Poiché le poche strade di collegamento sono per lo più risultate seriamente danneggiate (le fratture del terreno scorrono discontinue per centinaia di chilometri, ignorando i confini geografici disegnati dagli uomini), nei primi giorni del dopo sisma gli autisti dei pochi convogli umanitari non sono riusciti a portare gli aiuti di emergenza, come tende, acqua, coperte. Finora, i morti in questa aerea a nord-ovest della Siria si contano in alcune migliaia, in base a un primo bilancio che non solo è destinato a salire nel tempo, ma le cui contabilità non saranno mai chiarite, visto che manca qualsiasi organizzazione amministrativa anagrafica in un’area a elevata densità di profughi, che vanno e vengono attraverso i confini turco e siriano. Grazie alla guerra civile, mai veramente terminata, nella regione di Idlib non è arrivato nulla del flusso interrotto, diretto in Turchia, dei team internazionali di soccorso e recupero dei sepolti vivi, dotati di cani molecolari e di rilevatori sofisticati in grado di captare minimi segnali di vita da sotto le macerie. Chiaro che, dopo una settimana dal terremoto, le ricerche non avranno più senso, e si darà inizio alla triste contabilità finale dei morti e feriti, compresi quelli che saranno deceduti per il freddo, soprattutto i più piccoli.

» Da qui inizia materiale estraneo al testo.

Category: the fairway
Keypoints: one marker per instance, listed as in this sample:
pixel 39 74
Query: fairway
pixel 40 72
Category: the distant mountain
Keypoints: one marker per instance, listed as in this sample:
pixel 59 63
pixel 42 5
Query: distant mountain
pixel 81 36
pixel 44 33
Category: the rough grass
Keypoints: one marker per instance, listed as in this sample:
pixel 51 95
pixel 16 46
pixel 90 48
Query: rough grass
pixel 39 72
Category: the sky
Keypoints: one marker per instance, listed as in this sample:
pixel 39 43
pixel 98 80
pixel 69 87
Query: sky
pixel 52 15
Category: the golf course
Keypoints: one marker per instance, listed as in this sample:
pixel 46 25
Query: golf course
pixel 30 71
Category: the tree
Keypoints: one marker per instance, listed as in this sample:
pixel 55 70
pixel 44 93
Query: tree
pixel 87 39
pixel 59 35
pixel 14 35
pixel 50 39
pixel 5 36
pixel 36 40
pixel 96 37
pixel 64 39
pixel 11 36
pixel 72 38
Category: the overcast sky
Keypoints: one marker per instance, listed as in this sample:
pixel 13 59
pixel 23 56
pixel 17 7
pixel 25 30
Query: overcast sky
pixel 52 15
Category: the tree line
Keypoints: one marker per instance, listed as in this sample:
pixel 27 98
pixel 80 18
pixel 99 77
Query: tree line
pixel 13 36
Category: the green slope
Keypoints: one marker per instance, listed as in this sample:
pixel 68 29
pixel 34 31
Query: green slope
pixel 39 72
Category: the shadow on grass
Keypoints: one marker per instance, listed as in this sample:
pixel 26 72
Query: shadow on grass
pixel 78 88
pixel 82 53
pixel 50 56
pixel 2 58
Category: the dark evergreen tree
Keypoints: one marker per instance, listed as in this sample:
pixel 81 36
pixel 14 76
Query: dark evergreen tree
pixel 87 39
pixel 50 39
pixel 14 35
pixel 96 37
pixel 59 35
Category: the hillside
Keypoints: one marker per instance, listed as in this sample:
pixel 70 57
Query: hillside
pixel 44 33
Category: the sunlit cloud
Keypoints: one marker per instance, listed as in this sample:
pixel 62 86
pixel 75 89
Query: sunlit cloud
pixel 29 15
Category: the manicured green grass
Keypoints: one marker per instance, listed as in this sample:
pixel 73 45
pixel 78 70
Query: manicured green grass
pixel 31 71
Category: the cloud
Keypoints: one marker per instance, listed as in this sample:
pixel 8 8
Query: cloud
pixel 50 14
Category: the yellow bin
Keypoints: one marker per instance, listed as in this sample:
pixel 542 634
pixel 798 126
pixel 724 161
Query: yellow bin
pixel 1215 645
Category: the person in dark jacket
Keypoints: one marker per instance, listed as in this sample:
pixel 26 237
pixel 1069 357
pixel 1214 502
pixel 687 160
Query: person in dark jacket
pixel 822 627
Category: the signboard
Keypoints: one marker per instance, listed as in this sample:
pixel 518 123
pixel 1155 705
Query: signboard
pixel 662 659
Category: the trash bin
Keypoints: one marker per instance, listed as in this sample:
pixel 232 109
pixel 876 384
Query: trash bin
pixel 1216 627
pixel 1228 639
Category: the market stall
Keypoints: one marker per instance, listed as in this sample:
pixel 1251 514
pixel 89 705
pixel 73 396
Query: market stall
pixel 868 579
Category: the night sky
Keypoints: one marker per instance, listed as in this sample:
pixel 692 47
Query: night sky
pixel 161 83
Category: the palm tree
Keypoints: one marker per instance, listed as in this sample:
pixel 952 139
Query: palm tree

Degli 11 milioni di terremotati siriani, ben quattro milioni fanno affidamento per la loro sopravvivenza, in quanto profughi, esclusivamente sugli aiuti umanitari dell’Onu, per viveri di prima necessità e acqua potabile. Dei primi sei autotreni di aiuti, passati il 9 febbraio dal varco turco verso Idlib di Bab al-Hawa, l’unico rimasto aperto durante la guerra, molti contenevano beni superflui, come pannolini per neonati del tutto inutili per i bambini rimasti sepolti sotto le macerie. Dato che, durante questi ultimi 12 anni di guerra civile, almeno altri quattro milioni di rifugiati siriani sono stati ospitati (per modo di dire) in Turchia, le salme di coloro che sono deceduti in territorio turco a causa del terremoto sono tornate indietro nella propria patria di origine, sigillati nei loro sacchi neri. Il problema degli aiuti umanitari si scontra ancora una volta con la politica dei tiranni: Recep Tayyip Erdoğan, da un lato della frontiera; il clan di Al-Assad dall’altro che pretende di essere lui, il vero responsabile della tragedia dei profughi pre-terremoto, a distribuire ai suoi oppositori, i terremotati di Idlib, i beni di primi necessità forniti dall’Onu e da altre istituzioni caritatevoli internazionali, approfittando dell’occasione per chiedere la sospensione o il congelamento delle sanzioni internazionali. Gli sciacalli, come si vede, a volte hanno il volto di qualche “Stato canaglia”.